The past is a foreign country (el pasado es un país extranjero). Así titulaba David Lowental su famoso libro en el que exploraba cómo las sociedades occidentales tratan e interpretan su pasado; cómo, a pesar de la gran cantidad de información que tenemos de él, no somos capaces de llegar a entenderlo bien porque lo interpretamos a través de los prismas de nuestro tiempo. Lowental tomó prestada esta frase, más bien metáfora, del escritor L.P. Hartley, que la completaba de esta manera: «Allí [en el pasado] hacen las cosas de otra manera».

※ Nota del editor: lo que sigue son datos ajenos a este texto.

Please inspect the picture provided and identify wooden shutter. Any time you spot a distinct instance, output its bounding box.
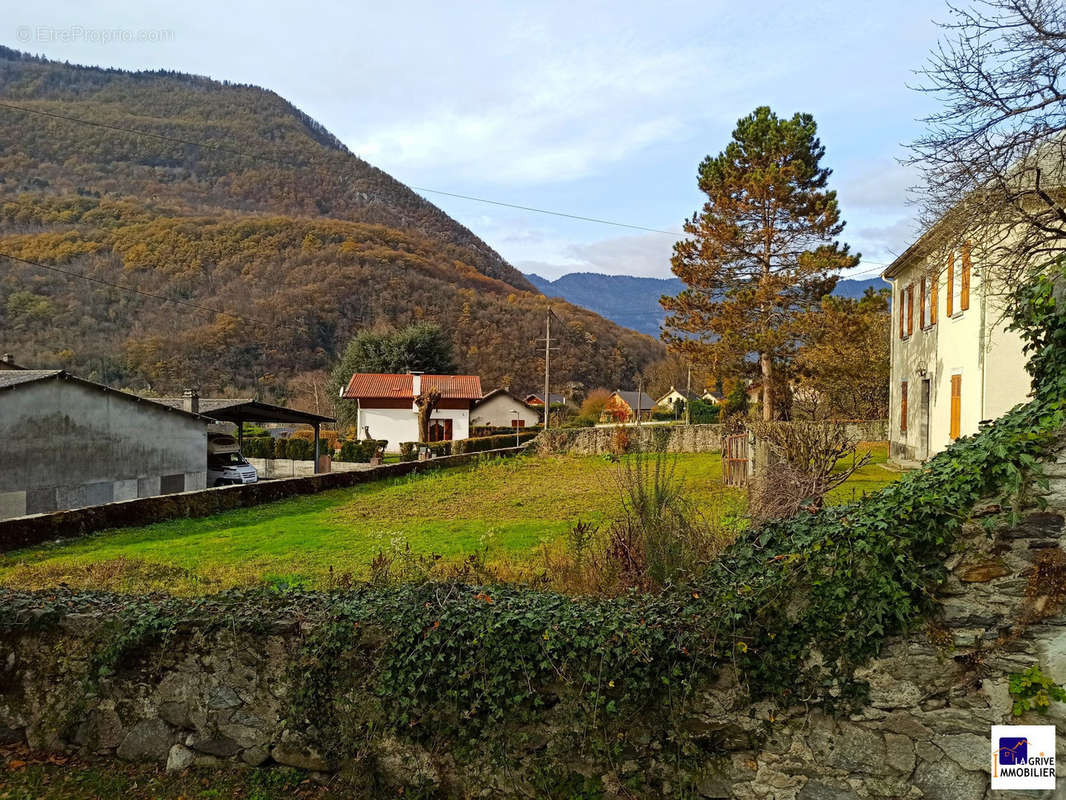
[900,289,907,339]
[930,273,940,325]
[958,242,970,311]
[900,381,907,433]
[951,375,963,438]
[948,253,955,317]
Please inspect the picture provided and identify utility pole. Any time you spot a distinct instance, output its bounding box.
[684,365,692,425]
[636,372,644,426]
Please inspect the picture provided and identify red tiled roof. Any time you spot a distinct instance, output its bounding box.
[344,372,481,400]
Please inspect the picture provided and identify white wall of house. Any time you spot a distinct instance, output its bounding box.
[351,401,470,452]
[889,251,1030,461]
[470,394,540,428]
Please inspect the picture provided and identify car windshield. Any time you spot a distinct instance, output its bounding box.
[207,452,248,469]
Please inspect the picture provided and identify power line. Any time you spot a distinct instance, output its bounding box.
[0,102,684,237]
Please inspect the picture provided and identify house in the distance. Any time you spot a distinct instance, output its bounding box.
[341,372,481,452]
[882,230,1030,462]
[0,369,213,519]
[656,386,699,410]
[600,389,656,422]
[470,389,544,429]
[526,391,566,405]
[0,353,26,369]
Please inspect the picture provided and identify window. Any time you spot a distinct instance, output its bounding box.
[900,381,907,433]
[930,272,940,325]
[950,375,963,438]
[900,289,907,339]
[948,253,962,317]
[907,284,915,336]
[958,242,970,311]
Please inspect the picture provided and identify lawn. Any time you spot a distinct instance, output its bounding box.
[0,447,898,593]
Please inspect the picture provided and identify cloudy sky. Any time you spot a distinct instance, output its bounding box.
[6,0,946,277]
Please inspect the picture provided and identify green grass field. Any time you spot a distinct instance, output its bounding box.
[0,446,899,593]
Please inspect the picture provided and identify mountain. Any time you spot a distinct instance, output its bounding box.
[0,48,663,401]
[526,272,884,337]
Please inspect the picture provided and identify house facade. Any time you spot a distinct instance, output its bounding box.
[341,372,482,452]
[470,389,544,428]
[883,237,1030,463]
[600,389,656,422]
[0,369,212,519]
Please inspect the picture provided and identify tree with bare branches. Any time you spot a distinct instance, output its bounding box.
[909,0,1066,293]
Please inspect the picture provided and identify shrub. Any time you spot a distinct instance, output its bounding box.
[689,395,720,425]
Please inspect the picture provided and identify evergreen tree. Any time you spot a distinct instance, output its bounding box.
[660,107,858,419]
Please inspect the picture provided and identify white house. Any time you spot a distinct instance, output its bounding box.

Esa sensación ha acompañado al que suscribe al leer el librito de Isaac Asimov Worlds within Worlds, publicado en 1972, en el que cuenta con fruición toda la cadena de hallazgos científicos que llevaron al descubrimiento de la energía atómica el siglo pasado: empezando antes del descubrimiento del núcleo atómico por Lord Rutherford en 1911, y terminando en los años sesenta, casi 30 años después de que el italiano Fermi y el húngaro Szilard empezaran a vislumbrar la reacción en cadena que resultaría de bombardear átomos de uranio 235 con neutrones. Se maravilla el lector con la sucesión de descubrimientos, la implicación de tantos científicos de primer orden que, como si de una carrera de relevos se tratara, fueron dando cuerpo, los unos tras los otros, a hombros de gigantes como dijera Newton, a toda la teoría atómica.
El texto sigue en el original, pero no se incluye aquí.